On most days of my life, except when it is pouring with rain, I enjoy a bike ride around the city, usually lasting about 90 minutes and taking me perhaps a dozen miles. The activity supplies not only exercise but a significant opportunity for thinking, sometimes concerning things I encounter on my journey.

This week, for instance, I found myself wondering — not for the first time — which road engineer was responsible for creating (or at any rate for not removing) what constitutes one of the strangest stretches of on-street parking in Oxford.

I refer to the row of spaces on the south side of Church Cowley Road very close to the junction with Rose Hill and the traffic lights that control it.

These effectively block — even if there is only one car occupying them — what in other circumstances ought to be a filter lane for traffic planning to turn left at the lights.

This means that at busy times there is a long single line of traffic leading towards the junction.

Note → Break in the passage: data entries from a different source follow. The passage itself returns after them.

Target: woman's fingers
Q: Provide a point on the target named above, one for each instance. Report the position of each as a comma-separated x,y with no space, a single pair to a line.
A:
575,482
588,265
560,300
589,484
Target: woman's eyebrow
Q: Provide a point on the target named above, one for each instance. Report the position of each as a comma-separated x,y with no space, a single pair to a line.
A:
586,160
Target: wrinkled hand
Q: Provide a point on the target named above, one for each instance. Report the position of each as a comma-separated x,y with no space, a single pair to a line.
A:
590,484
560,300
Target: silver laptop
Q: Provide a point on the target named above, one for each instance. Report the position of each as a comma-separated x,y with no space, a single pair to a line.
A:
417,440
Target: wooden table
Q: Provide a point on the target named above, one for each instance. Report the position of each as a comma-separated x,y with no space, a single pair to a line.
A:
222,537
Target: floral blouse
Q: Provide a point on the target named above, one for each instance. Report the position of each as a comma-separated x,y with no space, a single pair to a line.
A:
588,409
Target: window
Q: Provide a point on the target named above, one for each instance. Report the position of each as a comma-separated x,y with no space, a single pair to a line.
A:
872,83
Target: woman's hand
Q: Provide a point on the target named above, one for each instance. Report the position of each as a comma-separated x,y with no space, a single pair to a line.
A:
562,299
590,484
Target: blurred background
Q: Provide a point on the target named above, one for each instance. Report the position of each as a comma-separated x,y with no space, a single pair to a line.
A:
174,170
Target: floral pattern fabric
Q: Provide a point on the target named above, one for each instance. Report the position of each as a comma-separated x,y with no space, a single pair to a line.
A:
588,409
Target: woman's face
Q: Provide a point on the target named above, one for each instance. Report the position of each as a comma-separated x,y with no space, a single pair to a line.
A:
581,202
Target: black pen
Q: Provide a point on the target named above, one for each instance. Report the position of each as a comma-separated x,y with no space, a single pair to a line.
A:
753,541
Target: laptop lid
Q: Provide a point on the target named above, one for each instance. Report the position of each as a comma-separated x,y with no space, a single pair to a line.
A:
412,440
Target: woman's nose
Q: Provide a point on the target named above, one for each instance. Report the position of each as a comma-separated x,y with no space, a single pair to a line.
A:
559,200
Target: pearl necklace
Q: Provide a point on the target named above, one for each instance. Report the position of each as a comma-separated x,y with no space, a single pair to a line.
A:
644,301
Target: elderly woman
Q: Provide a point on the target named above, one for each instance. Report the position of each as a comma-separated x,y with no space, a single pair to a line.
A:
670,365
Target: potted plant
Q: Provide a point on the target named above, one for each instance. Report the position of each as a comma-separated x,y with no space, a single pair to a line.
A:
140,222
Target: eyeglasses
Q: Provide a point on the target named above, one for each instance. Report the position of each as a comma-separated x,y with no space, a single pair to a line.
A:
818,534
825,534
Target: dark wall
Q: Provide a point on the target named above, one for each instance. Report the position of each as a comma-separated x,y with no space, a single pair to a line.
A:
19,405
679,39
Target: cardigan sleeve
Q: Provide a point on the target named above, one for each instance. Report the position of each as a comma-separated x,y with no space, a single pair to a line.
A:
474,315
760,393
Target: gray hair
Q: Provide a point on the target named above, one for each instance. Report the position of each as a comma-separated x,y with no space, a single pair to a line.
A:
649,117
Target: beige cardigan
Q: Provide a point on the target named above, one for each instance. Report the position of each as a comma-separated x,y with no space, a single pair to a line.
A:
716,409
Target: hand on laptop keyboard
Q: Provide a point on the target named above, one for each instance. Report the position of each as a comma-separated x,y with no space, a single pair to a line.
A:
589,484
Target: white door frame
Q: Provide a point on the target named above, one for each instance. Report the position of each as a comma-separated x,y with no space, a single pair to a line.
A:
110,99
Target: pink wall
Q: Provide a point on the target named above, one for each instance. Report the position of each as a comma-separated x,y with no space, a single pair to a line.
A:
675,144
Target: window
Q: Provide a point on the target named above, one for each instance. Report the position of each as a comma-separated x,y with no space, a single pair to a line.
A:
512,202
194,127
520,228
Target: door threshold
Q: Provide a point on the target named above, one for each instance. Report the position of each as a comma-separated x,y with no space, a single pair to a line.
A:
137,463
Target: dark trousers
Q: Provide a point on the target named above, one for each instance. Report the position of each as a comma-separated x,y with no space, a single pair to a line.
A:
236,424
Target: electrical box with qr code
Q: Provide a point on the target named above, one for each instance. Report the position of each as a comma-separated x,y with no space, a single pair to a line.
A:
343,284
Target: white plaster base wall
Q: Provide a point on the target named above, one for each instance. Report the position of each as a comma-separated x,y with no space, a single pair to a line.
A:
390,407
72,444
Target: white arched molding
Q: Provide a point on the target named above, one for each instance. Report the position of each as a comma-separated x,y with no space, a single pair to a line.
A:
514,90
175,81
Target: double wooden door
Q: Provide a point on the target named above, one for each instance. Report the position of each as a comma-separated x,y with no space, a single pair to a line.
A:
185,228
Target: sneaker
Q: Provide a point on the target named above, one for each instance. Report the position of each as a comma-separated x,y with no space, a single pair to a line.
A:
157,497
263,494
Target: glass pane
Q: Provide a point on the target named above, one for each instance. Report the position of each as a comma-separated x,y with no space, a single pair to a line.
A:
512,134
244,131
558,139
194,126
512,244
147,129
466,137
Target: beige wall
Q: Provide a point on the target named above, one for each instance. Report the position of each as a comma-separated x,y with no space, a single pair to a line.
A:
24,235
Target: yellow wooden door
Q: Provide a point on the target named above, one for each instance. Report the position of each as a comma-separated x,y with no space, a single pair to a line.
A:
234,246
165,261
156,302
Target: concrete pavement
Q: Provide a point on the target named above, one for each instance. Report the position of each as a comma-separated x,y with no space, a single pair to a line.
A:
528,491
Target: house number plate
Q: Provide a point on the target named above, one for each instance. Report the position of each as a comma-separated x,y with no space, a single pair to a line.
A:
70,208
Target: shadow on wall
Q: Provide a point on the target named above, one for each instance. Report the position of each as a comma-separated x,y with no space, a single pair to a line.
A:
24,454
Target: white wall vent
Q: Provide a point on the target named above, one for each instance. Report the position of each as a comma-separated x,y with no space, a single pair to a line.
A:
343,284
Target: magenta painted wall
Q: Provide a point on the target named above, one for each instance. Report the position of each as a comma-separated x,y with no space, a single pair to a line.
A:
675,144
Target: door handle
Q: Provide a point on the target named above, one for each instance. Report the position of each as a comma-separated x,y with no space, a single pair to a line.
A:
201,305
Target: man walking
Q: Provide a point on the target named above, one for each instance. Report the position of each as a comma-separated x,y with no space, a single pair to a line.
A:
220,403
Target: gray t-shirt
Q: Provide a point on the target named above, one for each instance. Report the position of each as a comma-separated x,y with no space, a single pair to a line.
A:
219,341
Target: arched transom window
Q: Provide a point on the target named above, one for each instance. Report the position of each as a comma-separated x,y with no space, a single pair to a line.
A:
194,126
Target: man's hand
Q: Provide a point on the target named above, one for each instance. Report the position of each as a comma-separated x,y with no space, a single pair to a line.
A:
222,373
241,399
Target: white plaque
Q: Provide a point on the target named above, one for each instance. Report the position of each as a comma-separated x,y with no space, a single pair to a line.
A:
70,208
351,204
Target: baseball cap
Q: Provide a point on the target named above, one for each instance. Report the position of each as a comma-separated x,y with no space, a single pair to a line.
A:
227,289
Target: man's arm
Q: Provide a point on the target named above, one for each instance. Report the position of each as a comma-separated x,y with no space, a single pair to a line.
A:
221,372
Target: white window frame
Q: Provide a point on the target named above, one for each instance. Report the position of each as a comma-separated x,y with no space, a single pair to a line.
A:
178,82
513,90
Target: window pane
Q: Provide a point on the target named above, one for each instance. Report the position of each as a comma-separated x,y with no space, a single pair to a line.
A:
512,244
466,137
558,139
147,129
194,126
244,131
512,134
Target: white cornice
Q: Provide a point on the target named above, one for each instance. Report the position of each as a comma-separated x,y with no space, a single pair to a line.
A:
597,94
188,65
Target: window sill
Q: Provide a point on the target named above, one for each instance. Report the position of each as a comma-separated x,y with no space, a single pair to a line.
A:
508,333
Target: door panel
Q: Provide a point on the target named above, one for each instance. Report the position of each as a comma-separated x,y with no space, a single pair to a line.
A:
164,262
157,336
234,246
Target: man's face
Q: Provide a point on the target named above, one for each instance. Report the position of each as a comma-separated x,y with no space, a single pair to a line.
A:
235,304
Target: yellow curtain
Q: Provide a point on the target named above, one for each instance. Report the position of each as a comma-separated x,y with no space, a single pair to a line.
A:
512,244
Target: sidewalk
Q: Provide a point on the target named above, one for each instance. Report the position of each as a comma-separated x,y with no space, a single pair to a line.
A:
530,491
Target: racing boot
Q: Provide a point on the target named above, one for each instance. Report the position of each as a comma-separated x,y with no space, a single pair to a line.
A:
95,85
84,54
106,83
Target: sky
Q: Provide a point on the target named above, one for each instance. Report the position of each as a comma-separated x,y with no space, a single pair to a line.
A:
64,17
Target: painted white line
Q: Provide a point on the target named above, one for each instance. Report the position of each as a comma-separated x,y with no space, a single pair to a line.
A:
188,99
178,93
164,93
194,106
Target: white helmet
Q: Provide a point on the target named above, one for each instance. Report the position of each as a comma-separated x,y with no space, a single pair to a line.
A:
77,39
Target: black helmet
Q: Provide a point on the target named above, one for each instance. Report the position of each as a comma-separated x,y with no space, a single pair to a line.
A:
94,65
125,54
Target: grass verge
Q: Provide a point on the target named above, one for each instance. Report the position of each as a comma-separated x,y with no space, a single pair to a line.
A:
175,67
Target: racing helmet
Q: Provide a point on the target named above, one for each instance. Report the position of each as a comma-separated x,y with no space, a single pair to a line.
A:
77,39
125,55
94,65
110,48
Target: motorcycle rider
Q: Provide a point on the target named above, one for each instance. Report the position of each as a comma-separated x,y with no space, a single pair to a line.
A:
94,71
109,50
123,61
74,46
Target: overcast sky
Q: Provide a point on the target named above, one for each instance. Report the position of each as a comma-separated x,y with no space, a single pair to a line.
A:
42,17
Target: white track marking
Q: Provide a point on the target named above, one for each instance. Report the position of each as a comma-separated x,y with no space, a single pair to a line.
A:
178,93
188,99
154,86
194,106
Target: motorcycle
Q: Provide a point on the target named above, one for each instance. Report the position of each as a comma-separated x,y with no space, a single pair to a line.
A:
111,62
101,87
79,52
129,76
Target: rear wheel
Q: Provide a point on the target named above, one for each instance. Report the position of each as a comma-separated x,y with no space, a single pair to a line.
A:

Far fewer cars therefore pass through the lights each time they are green than would be the case if two lanes existed. From the cyclist’s point of view, it means there is often the obstacle of parked cars to negotiate beside moving traffic on the approach to the junction.

I suppose it would be argued that the spaces are required by local householders. But in fact there are no houses on that side of the road at that point.

As for the houses on the other side of the road, they have parking spaces of their own in the road. In addition, many of the owners have transformed their front gardens into hard stands for their vehicles.